Dans ce contexte, la santé en Bourse apparaît aujourd’hui en phase d’attente, avec des niveaux de valorisation susceptibles de redevenir attractifs à mesure que les marchés se réorienteront vers des actifs de croissance durable.
Pour l’investisseur, cette configuration renforce l’intérêt d’une exposition santé pensée comme un outil de stabilisation et de préparation de cycle, plutôt que comme un moteur de performance immédiate.
 
Capital-investissement santé : là où la création de valeur reste active
Pour l’investisseur, les marchés privés demeurent aujourd’hui le principal vecteur d’investissement dans la santé.
 
Le quatrième trimestre 2025 est marqué par le retour de mégadeals (transactions de grande envergure) en capital-investissement, notamment dans les domaines du diagnostic et de la santé féminine, à l’image du rachat de Hologic pour plus de 18 milliards de dollars.

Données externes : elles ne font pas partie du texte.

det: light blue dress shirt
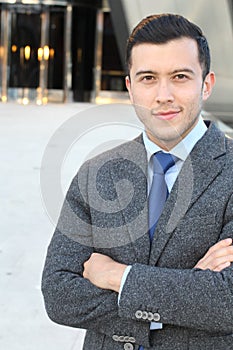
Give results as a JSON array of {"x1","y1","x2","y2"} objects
[{"x1": 118, "y1": 116, "x2": 207, "y2": 329}]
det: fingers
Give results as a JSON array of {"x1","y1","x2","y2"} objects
[{"x1": 195, "y1": 238, "x2": 233, "y2": 272}]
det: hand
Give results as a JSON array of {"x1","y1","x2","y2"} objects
[
  {"x1": 83, "y1": 253, "x2": 127, "y2": 292},
  {"x1": 194, "y1": 238, "x2": 233, "y2": 272}
]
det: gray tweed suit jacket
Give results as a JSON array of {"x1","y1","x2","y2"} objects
[{"x1": 42, "y1": 124, "x2": 233, "y2": 350}]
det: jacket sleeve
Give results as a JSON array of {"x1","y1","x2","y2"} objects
[
  {"x1": 119, "y1": 196, "x2": 233, "y2": 334},
  {"x1": 42, "y1": 161, "x2": 149, "y2": 347}
]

Ces opérations illustrent l’intérêt soutenu pour des segments portés par des tendances structurelles de prévention et de spécialisation des soins.

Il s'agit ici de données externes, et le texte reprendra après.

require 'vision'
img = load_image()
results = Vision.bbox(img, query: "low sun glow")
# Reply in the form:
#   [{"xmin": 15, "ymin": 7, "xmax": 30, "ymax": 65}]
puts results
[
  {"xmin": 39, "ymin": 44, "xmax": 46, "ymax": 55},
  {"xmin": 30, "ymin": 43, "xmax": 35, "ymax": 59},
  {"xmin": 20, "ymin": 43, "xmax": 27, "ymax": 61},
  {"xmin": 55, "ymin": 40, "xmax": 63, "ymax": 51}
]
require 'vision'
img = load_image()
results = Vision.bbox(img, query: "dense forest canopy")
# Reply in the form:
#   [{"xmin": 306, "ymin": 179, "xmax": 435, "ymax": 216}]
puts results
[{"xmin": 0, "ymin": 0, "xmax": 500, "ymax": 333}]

La forte concentration de ces transactions aux États-Unis souligne la profondeur et la liquidité de l’écosystème américain, ainsi que sa capacité à financer l’innovation à grande échelle. Cette dynamique invite l’investisseur à compléter son exposition santé par des véhicules non cotés, afin d’accéder à des moteurs de croissance moins corrélés aux cycles boursiers.
 
Une lecture globale pour arbitrer dans la santé
Pris dans leur ensemble, les enseignements du quatrième trimestre 2025 confirment que la santé doit désormais être appréhendée comme un écosystème d’investissement multi-actifs, où immobilier, marchés cotés et actifs privés jouent des rôles complémentaires.
 
« L’Observatoire Santé 360° apporte une grille de lecture permettant à l’investisseur d’arbitrer entre rendement et visibilité, entre coté et non coté, entre logique défensive et moteurs de croissance, dans un environnement de marché en recomposition », conclut Daniel While.
 
[1] Source : CBRE sur la base des dernières transactions observées.
[2] Source : Euronext, S&P Dow Jones indices, MSCI Inc.